The novel is a deep and defining study of humanity in 20th century, of our hopes and failings, of the moral and material needs and our capacity for being tormented by our pasts and passions. There are paragraphs and paragraphs of poetic beauty, and yet everything is written in the most simple, straightforward sentences. The description of Karenin, the dog owned by Tereza, is brilliant, especially in the final chapter of the book. Another favorite chapter was on "words misunderstood", for in the romance between beings belonging to two different pasts and two countries, where seemingly same words assume drastically different connotations.
This is a mature novel, meant for readers who can look beyond the surface. On surface this is novel laced with sexual content and contexts, a novel that describes the gimmicks of communist Russia and their stay in Czech country, a novel that spurns philosophical ramblings interwoven with discussion about the "sh** being a onerous theological problem". On surface the novel is story of infidelity.
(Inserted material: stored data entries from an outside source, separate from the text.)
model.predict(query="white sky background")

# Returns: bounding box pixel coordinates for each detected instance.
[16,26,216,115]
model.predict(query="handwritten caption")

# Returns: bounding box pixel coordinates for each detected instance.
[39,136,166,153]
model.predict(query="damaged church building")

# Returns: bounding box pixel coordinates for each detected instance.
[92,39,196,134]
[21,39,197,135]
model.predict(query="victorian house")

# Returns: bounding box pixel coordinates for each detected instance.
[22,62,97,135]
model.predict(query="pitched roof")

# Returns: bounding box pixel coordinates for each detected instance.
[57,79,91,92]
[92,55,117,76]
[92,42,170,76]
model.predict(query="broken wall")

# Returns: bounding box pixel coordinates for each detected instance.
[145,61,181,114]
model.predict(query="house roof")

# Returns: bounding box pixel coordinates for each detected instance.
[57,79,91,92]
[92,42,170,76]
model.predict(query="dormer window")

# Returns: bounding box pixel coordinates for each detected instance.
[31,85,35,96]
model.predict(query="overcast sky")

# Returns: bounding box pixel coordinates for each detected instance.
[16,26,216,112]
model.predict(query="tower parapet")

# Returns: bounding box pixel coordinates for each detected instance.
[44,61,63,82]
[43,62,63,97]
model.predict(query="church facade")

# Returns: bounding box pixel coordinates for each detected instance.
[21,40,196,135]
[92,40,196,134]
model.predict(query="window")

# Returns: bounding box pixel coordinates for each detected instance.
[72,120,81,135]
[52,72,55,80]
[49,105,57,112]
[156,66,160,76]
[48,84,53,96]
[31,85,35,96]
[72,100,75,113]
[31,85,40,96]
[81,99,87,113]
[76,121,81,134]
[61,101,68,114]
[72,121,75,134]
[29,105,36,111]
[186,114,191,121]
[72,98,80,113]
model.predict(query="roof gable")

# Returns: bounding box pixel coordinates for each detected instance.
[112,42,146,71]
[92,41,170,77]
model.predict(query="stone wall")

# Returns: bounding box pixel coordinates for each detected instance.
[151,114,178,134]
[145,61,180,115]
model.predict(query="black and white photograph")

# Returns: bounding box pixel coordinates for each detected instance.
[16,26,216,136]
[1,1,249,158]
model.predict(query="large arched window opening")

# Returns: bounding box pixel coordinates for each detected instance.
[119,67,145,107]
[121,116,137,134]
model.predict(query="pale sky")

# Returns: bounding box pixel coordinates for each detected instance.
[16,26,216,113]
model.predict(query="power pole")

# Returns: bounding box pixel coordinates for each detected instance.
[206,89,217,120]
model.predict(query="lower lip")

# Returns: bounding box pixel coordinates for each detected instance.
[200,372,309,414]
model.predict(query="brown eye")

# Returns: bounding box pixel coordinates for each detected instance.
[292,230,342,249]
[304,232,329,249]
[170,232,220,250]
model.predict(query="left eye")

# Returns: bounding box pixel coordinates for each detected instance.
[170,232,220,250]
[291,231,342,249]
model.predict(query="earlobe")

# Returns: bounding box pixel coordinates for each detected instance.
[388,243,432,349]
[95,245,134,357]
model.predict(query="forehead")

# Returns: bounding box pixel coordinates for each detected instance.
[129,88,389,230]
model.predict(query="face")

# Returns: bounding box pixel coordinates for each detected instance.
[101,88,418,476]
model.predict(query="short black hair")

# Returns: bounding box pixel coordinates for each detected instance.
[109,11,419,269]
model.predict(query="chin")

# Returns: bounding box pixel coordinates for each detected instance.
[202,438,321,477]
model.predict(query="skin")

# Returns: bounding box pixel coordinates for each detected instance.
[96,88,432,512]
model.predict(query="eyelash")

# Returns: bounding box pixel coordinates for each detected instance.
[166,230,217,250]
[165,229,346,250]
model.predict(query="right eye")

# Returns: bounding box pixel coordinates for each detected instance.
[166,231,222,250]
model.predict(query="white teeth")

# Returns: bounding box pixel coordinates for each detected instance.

But deep down this is a novel that strikes chord with the intelligent reader on so many different levels, be it romance, ethics, interpretation, or our own complexities arising from our own unique pathways of life.
The novel weighed on me, confronted me with many issues, ideas and memories, and then at times, it released me from my own suffocating and smothering thoughts and experiences. I highly recommend this novel. If you enjoy Lawrence, Joyce and Gibran, be introduced to Kundera, who carries the torch of modernist writing ahead: and in what style!